Ipsen is an innovation-driven international specialty pharmaceutical group with over 20 products on the market and a total worldwide staff of nearly 4,000. Its development strategy is based on a combination of specialty products, which are growth drivers, in targeted therapeutic areas (oncology, endocrinology and neuromuscular disorders), and primary care products which contribute significantly to its research financing. The location of its four Research & Development centres (Paris, Boston, Barcelona, London) and its peptide and protein engineering platform give the Group a competitive edge in gaining access to leading university research teams and highly qualified personnel. More than 700 people in R&D are dedicated to the discovery and development of innovative drugs for patient care. This strategy is also supported by an active policy of partnerships. In 2007, Research and Development expenditure was about €185 million, in excess of 20% of consolidated sales, which amounted to €920.5 million while total revenues amounted to €993.8 million. Ipsen´s shares are traded on Segment A of Euronext Paris (stock code: IPN, ISIN code: FR0010259150). Ipsen´s shares are eligible to the "Service de Règlement Différé" ("SRD") and the Group is part of the SBF 120 index. For more information on Ipsen, visit our website at www.ipsen.com

Forward-looking statements

The forward-looking statements, objectives and targets contained herein are based on the Group´s management strategy, current views and assumptions. Such statements involve known and unknown risks and uncertainties that may cause actual results, performance or events to differ materially from those anticipated herein. Moreover, the targets described in this document were prepared without taking into account external growth assumptions, as announced on June 5, 2008 and potential future acquisitions, which may alter these parameters. These objectives are based on data and assumptions regarded as reasonable by the Group. These targets depend on conditions or facts likely to happen in the future, and not exclusively on historical data. Actual results may depart significantly from these targets given the occurrence of certain risks and uncertainties. The Group does not commit nor gives any guarantee that it will meet the targets mentioned above. Furthermore, the Research and Development process involves several stages at each of which there is a substantial risk that the Group will fail to achieve its objectives and be forced to abandon its efforts in respect of a product in which it has invested significant sums.
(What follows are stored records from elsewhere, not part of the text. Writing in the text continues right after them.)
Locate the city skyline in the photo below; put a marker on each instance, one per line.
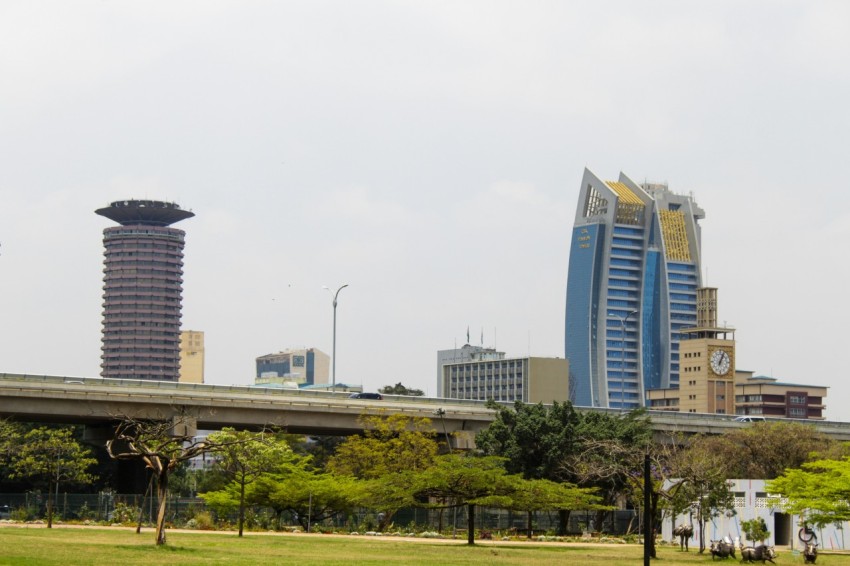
(427, 155)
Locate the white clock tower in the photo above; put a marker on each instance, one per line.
(707, 361)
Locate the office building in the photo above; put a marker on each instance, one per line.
(463, 354)
(531, 380)
(634, 270)
(706, 364)
(297, 367)
(768, 397)
(142, 290)
(191, 356)
(754, 395)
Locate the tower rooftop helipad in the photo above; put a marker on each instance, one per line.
(147, 212)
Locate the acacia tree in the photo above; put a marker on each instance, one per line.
(532, 496)
(310, 496)
(162, 446)
(560, 444)
(468, 480)
(819, 490)
(390, 447)
(243, 456)
(765, 450)
(10, 439)
(609, 449)
(702, 484)
(51, 456)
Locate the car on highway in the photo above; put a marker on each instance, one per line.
(373, 396)
(749, 419)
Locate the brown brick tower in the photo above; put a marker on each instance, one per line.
(142, 290)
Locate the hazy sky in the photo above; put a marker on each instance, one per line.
(428, 154)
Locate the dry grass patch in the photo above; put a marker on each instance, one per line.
(72, 546)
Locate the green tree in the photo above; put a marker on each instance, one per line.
(10, 439)
(243, 456)
(469, 481)
(532, 496)
(309, 495)
(533, 439)
(819, 490)
(702, 485)
(399, 389)
(560, 444)
(755, 529)
(50, 456)
(765, 450)
(609, 449)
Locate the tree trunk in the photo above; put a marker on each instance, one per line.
(563, 521)
(241, 506)
(162, 495)
(142, 506)
(50, 505)
(655, 521)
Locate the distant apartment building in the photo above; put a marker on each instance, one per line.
(299, 367)
(769, 397)
(465, 353)
(529, 379)
(753, 395)
(710, 383)
(191, 356)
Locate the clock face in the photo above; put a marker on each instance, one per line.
(720, 362)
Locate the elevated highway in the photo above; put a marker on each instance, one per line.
(96, 401)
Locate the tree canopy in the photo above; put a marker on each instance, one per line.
(51, 456)
(819, 491)
(243, 456)
(764, 450)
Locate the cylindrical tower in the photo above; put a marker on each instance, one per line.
(142, 290)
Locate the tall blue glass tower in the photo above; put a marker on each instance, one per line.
(632, 286)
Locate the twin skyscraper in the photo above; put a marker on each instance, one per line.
(632, 286)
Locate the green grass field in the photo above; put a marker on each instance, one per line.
(97, 546)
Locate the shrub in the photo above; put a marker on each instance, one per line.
(203, 521)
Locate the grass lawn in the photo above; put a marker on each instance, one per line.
(97, 546)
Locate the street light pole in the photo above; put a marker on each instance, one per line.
(623, 321)
(335, 295)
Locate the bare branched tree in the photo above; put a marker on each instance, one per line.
(162, 445)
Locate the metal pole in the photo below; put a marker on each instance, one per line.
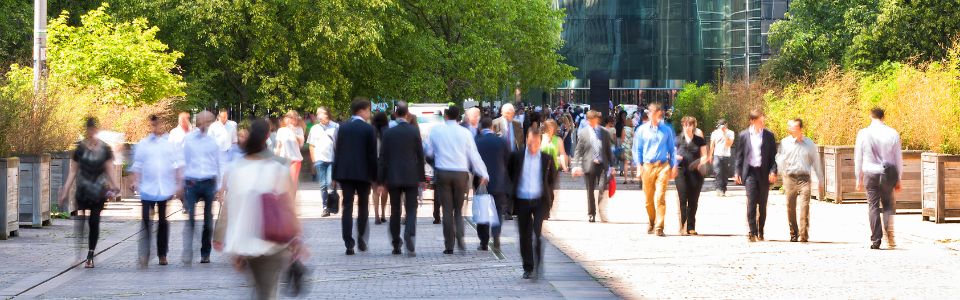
(39, 42)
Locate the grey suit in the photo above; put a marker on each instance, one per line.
(595, 173)
(500, 128)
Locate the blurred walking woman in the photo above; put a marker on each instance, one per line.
(691, 151)
(289, 141)
(96, 181)
(240, 230)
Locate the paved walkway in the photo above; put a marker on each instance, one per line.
(374, 274)
(720, 263)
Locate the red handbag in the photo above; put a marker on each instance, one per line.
(279, 222)
(612, 187)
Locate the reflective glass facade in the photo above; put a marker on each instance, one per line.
(657, 45)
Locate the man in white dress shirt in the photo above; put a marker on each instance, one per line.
(203, 161)
(878, 161)
(455, 155)
(158, 175)
(180, 132)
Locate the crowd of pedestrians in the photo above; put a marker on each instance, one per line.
(514, 155)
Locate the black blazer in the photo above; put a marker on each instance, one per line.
(742, 150)
(495, 154)
(355, 153)
(549, 169)
(401, 157)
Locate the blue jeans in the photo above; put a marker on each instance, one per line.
(324, 177)
(194, 191)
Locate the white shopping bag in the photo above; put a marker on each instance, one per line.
(484, 209)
Therefore, the Group cannot be certain that favorable results obtained during pre-clinical trials will be confirmed subsequently during clinical trials, or that the results of clinical trials will be sufficient to demonstrate the safe and effective nature of the product concerned. The Group expressly disclaims any obligation or undertaking to update or revise any forward looking statements, targets or estimates contained in this press release to reflect any change in events, conditions, assumptions or circumstances on which any such statements are based, unless so required by applicable law. The Group´s business is subject to the risk factors outlined in its registration documents filed with the French Autorité des Marchés Financiers.